Fast forward. It is now January, and we have hours before been informed that we are going to be closing our gates forever in just a few weeks. Not only that, but our store is going to be occupied by a women’s clothing store, which sets everyone’s teeth on edge.
So. With a few days left before the clock strikes midnight, who should come waddling through the door, but the one man guaranteed to cause a few laughs…Rev.
He rolls his girth up to counter and demands that we refund the discount card that one of our staff forced upon him…back in September. A few words on his discount card. He’d used it between then and now. He’d benefited from it. He had renewed it of his own free will for the fourth year in a row back in September.
He doesn’t have a receipt. He has no transaction number, absolutely nothing to make our job of returning this discount card any easier. And he’s being a jerk about it besides – making repeated references to how we knew about closing long in advance (back in September, if he was to be believed), we forced him to take it, we lied about not closing the store, we’ve been lying to everyone who comes into the store, and isn’t it humiliating to be run out of the mall by a women’s clothing store.

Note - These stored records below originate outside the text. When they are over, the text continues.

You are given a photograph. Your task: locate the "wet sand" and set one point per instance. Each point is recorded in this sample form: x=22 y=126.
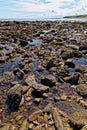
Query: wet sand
x=43 y=75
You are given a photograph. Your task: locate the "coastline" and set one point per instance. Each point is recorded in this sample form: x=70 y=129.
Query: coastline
x=43 y=75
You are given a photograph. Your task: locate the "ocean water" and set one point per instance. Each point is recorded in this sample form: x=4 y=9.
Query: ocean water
x=45 y=19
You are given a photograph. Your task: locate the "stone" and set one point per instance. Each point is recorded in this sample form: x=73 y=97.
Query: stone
x=83 y=47
x=15 y=95
x=82 y=90
x=23 y=43
x=37 y=100
x=75 y=114
x=69 y=63
x=30 y=80
x=19 y=73
x=34 y=115
x=73 y=79
x=48 y=80
x=80 y=68
x=40 y=68
x=39 y=89
x=50 y=64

I said no, I wouldn’t return it. I said I’d go get another manager. That manager said no, and laughed at this fat, little lisping ball of indignation. The assistant manager gets called, and after all three of us listen to Rev whine and carry on, she finally returns it to get him out of the store. She shouldn’t have.
The next day, he came in, grabbed a Texas Chainsaw Massacre DVD, and ran out with it. Aside from making me extremely mad, I find that quite funny - this little blob of Danny Devito shaped lard bobbling out of the store like a bat ouf heck with a DVD tucked under his arm like a running back. I wasn't there, but I can picture it greatly.
Oh yeah, and he tried to cast a spell on the store manager.
So I start work at my new job (the one after the cell phone gig), and according to the store manager (who had come over a few months before from my old job), Rev is now shopping there, complaining loudly and vociferously “I’m thick of thith. I’m thick of the way you treat me here.”
No matter what he’s doing when next I see him, I’m calling the managers and reporting that he stole something. Even if he didn’t.